A SPDYer web page…

bkchung
10 min readFeb 20, 2015

--

Experimenting with SPDY using mod_spdy on Apache httpd on Windows

Now that the HTTP2 specification has been approved, I wanted to take some time to look back and journal the progress of an (exciting) side experiment that I’ve been spending time on: “Will simply switching SPDY on show better page load time(PLT) performance?” I’ve read too many times that SPDY was the starting point of HTTP2 and Google has been labeling it SPDY/4, so basically, I’ve been looking at it as just preparing for the new wave(HTTP2).

I had high hopes because of all the features that are supposed to be going into the new protocol. Less RTT, header compression, server push, multiplexing, prioritization and flow control, and more. And at the same time “with” doubt since I’ve read people talking about an increase of 25% to 50% for PLT which is too good to be true. There’s been a lot of tricks people came up with throughout the history of HTTP/1(sharding, bundling/sprinting, cdns, inlining, proxying/caching and so on) by exhausting the local resources as much as possible to avoid the head of line blocking and make the page faster(with the cost of more resources), so by multiplexing or compressing a bit more, would it really show that much improvements?

I wasn’t eyeing for a general experiment, rather a specific one constraining it to the product that I’m working on at work. (Un)fortunately, our product is using the Windows version of Apache httpd as the frontend and also (un)fortunately, there was a SPDY plugin called mod_spdy “from Google” that (I thought) supported it.

mod_spdy on Windows

The gist of this section is that the mod_spdy project is currently a zombie project. Google announced that they have donated the code to ASF and that’s about it. I have no access to what the Apache httpd devs are doing behind the scenes, but from what I can see from the mailing lists or bug trackers, there’s zero activity on the code which don’t even build properly and is only supporting httpd 2.2.

Apache httpd seems to have it’s limitations of having one connection bound to one request to one thread which doesn’t fit he bill of multiplexing among other HTTP2 features. You can listen to Matthew Steels talking about working around it by creating a fake connection managing a separate thread pool apart from the mpm here.

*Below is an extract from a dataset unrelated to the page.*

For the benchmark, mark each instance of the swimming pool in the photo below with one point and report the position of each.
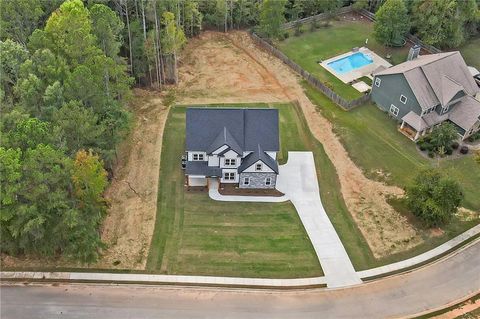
(351, 62)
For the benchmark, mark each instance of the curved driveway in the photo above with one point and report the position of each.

The sad part for me was that it doesn’t support Windows, to be precise, mod_spdy doesn’t build on Windows as is. Search easily yields a link to someone’s good effort on updated code to work with httpd 2.4, I used this as a starting point. And used Visual Studio rather than trying cygwin/mingw, although the chromium dependency somewhat depends on cygwin by itself(which I heard causes more headaches).

I guess I should have just falled back to proxying using another product or using another solution such as nginx — which has a working SPDY implementation on Windows — just for the sake of the experiment since there’s plenty around. But since I’ve already spent a bunch of time on this, I just persisted eventually wasting a lot of time. Digging through a myriad of documents(hating gyp) and comments and former experiences(such as standard! library differences among platforms), and also manual tweaking of what the build scripts should have been doing, fixing hundreds of errors and cherry picking warnings that are critical.

Yet again, the next hurdle, Chrome40 drops support for previous versions of SPDY and only support the newest version SPDY/3.1. The code above didn’t have all the changes required for 3.1, so merging them was another manual task. (And who doesn’t want to try out changes to controlling window sizes. ☺)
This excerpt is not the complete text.